Entre les mondes
« Il était une fois/ Et il n’était pas »… C’est dans cet entre-deux que débute la nouvelle création d’Éloïse Mercier, Les Meutes.
La scénographie dresse le décor du conte : d’un côté, une forêt de troncs aux frondaisons perdues dans les cintres, de l’autre, l’ossature d’un salon, lampe et canapé. Le sauvage et le domestiqué, la liberté et l’enfermement dans les « normes » sociétales, tout est en jeu, dès le départ, matérialisé dans les lumières de Jean-Louis Barletta.

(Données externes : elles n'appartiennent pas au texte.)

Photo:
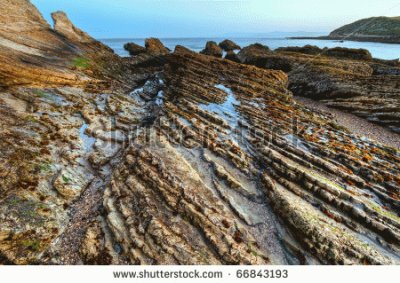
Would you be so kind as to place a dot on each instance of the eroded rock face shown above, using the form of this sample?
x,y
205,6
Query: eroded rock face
x,y
190,159
63,25
134,49
212,49
358,84
229,45
232,56
155,46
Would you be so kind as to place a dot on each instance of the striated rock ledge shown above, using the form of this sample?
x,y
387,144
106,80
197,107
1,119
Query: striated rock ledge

Le mythe s’inscrit dans la pâte même du texte : le personnage principal de cette histoire, Lou, « commenc(e) à exister » « au moment où elle fut nommée ». La puissance du verbe, créateur et magique, capable de rendre tangible les invisibles, s’affirme là. Et les expressions imagées du langage courant prennent alors une tournure inquiétante : « connu comme le loup blanc, hurler avec les loups… ». La fiction joue avec le réel et le fantastique, laisse déraper les sens entre le concret et l’abstrait, rend les frontières poreuses. S’entrelacent en un mouvement de vagues entre sac et ressac, le prosaïque et l’onirique, le réel et le rêve, le dialogue des deux conteurs et les saynètes où se dessinent les personnages.
Les Meutes © X-D.R.
Lou est une petite fille née dans « la forêt noire des immeubles gris », un père absent et une mère qui guette les signes malgré ses distractions. Avec sa chambre désignée comme une « tanière », son prénom homophone du « loup », sa façon de mordiller tout ce qui passe dès qu’elle est en âge de marcher à quatre pattes, l’enfant grandit dans ces mots qui la situent dans une ambiguïté d’espèce. Sa mère la désigne « carnivore », son adolescence est présentée comme celle d’un animal : « à l’adolescence, ses poils commencèrent à pousser. Lou grandit, se fait les dents, le pelage, l’ouïe fine et l’odorat. Elle reconnaît les siens, commence à renifler l’odeur des autres ». Sa première rencontre amoureuse sera avec « un jeune loup de passage »…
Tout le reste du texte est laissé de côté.